The tan landscape of south-central Brazil was speckled with red hotspots in mid-July 2016 as smudges of smoke hung over the greener coastal area near Rio de Janeiro. The Moderate Resolution Imaging Spectroradiometer (MODIS) aboard NASA’s Terra satellite captured this true-color image on July 15.
Each red hotspot marks an area where the thermal bands on the instrument detected high temperatures. When accompanied by smoke, as can be seen in this image at higher resolutions, such hotspots are diagnostic for actively burning fire.

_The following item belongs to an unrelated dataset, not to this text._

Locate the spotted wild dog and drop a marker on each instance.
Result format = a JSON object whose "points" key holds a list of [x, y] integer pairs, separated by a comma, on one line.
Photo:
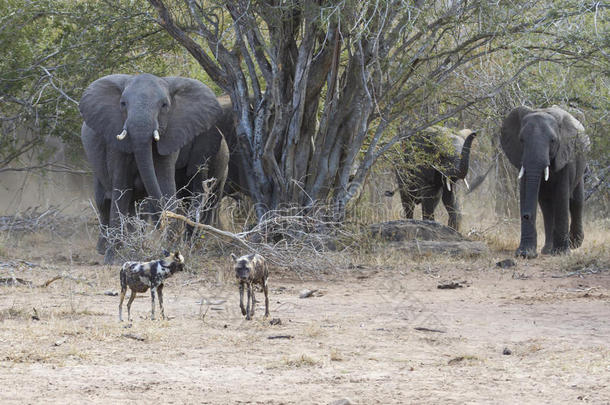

The time of year, the location, and the pattern of these hotspots also suggest that they represent agricultural fires – fires that are deliberately set to manage cropland and pasture. The image is centered over a rich agricultural region, where corn, wheat, rice, soybeans, and other crops are planted, among other crops. In such locations, fire can be used to remove old vegetation after harvest, to prepare land for planting, to renew pastureland, to open new fields for use, as well as other management goals. While properly managed agricultural fires stay under control and serve a purpose, they can also easily slip out of control and become destructive wildfires, especially when rain has been scarce and vegetation is dry.
The winter season in central Brazil has been warm, with temperatures in the mid-80s or higher, low relative humidity, and scant rainfall, according to the Soybean and Corn Advisor website. They also report that although this is typically the dry season, this year’s dry season started earlier than normal and it has been dryer than normal – making a perfect setup for fires.